We disabled quarantine of files for the Realtime Scan Job, which is a Microsoft recommended best practice.  This allowed us to re-enable upload document scanning while avoiding the high CPU problem.

Web application proxy settings in WSS

Setting the proxy settings for a web application in MOSS is very straightforward, as an existing <defaultProxy> element exists in a default web.config file.  Simply browse for the XML tag and make your edits as needed.

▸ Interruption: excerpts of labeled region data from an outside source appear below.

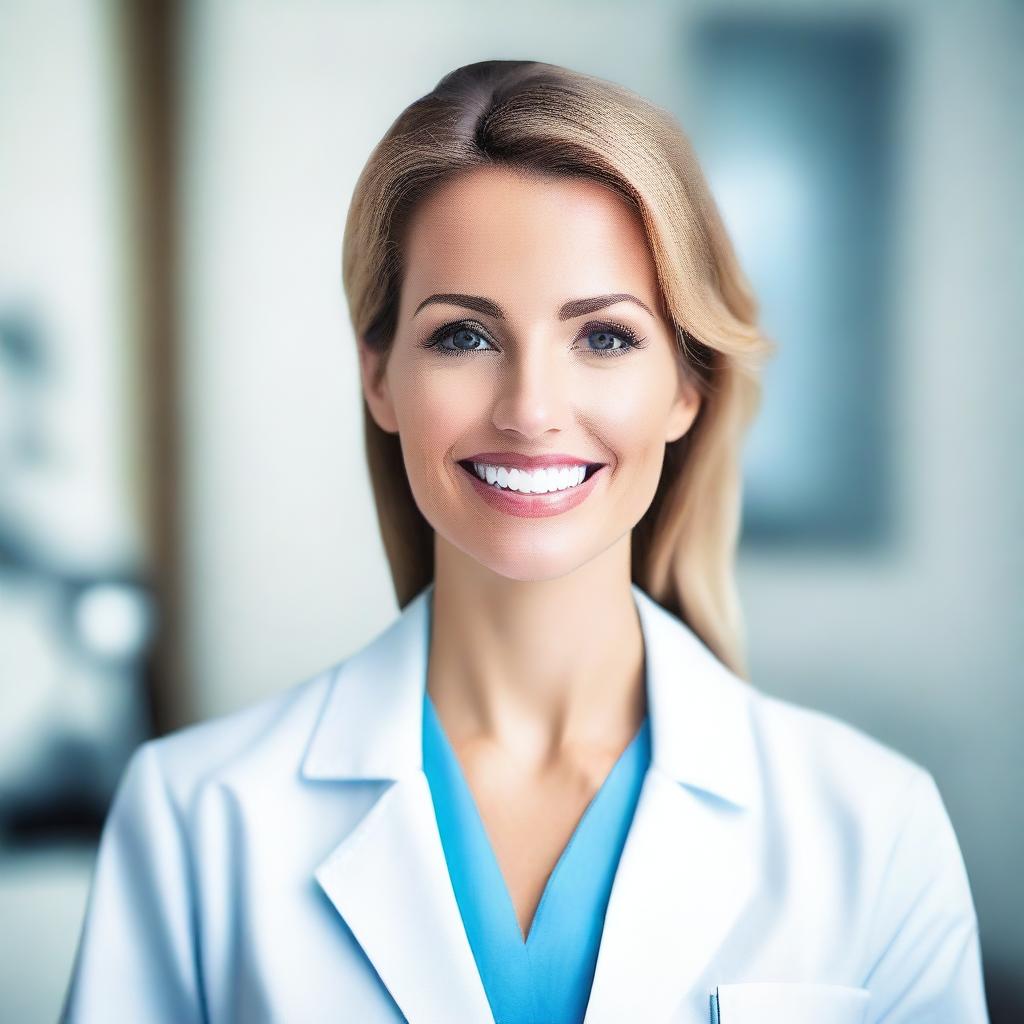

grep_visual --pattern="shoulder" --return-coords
[751,687,927,795]
[125,662,344,810]
[750,686,951,851]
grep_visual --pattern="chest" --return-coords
[455,737,616,941]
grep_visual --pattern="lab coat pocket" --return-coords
[711,981,869,1024]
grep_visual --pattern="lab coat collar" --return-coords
[301,585,759,1024]
[302,582,758,807]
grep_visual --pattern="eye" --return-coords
[423,321,490,355]
[582,323,644,358]
[422,321,644,358]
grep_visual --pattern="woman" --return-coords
[59,61,986,1024]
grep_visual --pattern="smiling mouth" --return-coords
[458,459,605,495]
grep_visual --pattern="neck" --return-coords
[427,535,647,764]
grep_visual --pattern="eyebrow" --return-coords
[413,292,654,321]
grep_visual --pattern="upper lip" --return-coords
[459,452,601,469]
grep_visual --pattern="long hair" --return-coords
[342,60,775,678]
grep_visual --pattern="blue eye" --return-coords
[423,321,644,358]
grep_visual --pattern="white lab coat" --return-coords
[62,585,988,1024]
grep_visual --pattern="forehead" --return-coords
[402,167,657,315]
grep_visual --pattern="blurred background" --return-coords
[0,0,1024,1022]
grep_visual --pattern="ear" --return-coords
[665,362,700,442]
[356,338,398,434]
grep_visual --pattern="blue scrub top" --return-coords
[423,688,650,1024]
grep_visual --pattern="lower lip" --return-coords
[456,463,608,519]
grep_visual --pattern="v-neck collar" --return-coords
[423,690,650,1021]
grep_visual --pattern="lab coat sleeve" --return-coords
[60,740,204,1024]
[865,769,988,1024]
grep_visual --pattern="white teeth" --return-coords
[473,462,587,495]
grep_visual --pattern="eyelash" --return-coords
[422,319,646,359]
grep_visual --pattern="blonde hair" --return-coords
[342,60,774,678]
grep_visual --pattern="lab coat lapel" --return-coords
[302,588,493,1024]
[585,587,760,1024]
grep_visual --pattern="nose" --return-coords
[493,334,571,437]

Its a bit different with Windows SharePoint Services (WSS).  The default web.config file does not have an entry for <defaultProxy> and adding it in the wrong place can get you an unwelcome YSOD.  The trick is to add  the proxy block after the </system.web> closing element, like this:

</system.web>
<system.net>
<defaultProxy>
<proxy autoDetect=”false” />
</defaultProxy>
</system.net>

Save the file and your web application will restart, picking up your new proxy settings.

Sharepoint database error: "Unexpected query execution failure, error code 266"

I recently discovered our SharePoint 2007 ULS log had multiple instances of this error:

“Unexpected query execution failure, error code 266. Additional error information from SQL Server is included below. “Transaction count after EXECUTE indicates that a COMMIT or ROLLBACK TRANSACTION statement is missing.”

After reviewing several iterations of this error, a pattern stood out; the names of several PDF documents were intertwined with the error message itself.  This error seemed confined to a single content type (PDF) as other document types such as XLS were not mentioned. This was a clue, given that PDF files are not indexed by default in SharePoint, but require extra configuration. I turned my attention to the Search service.

As this was a WSS server, I opened regedit and navigated to the registry key for the  .PDF iFilter:  HKEY_LOCAL_MACHINESOFTWAREMicrosoftShared ToolsWeb Server Extensions12.0SearchSetupContentIndexCommonFiltersExtension

The value of this registry key was {4C904448-74A9-11D0-AF6E-00C04FD8DC02}, which is the GUID for Adobe PDF IFilter 6.  Since we only had the Adobe 9.x version installed, I changed this value to the GUID for the 9.x iFilter:  {E8978DA6-047F-4E3D-9C78-CDBE46041603}.  I then stopped the search service with the “net stop spsearch” command, and restarted it with “net start spsearch” to ensure the registry change was picked up.

After this change, the error disappeared from the ULS log, and the 9.x iFilter was able to successfully index the PDF content.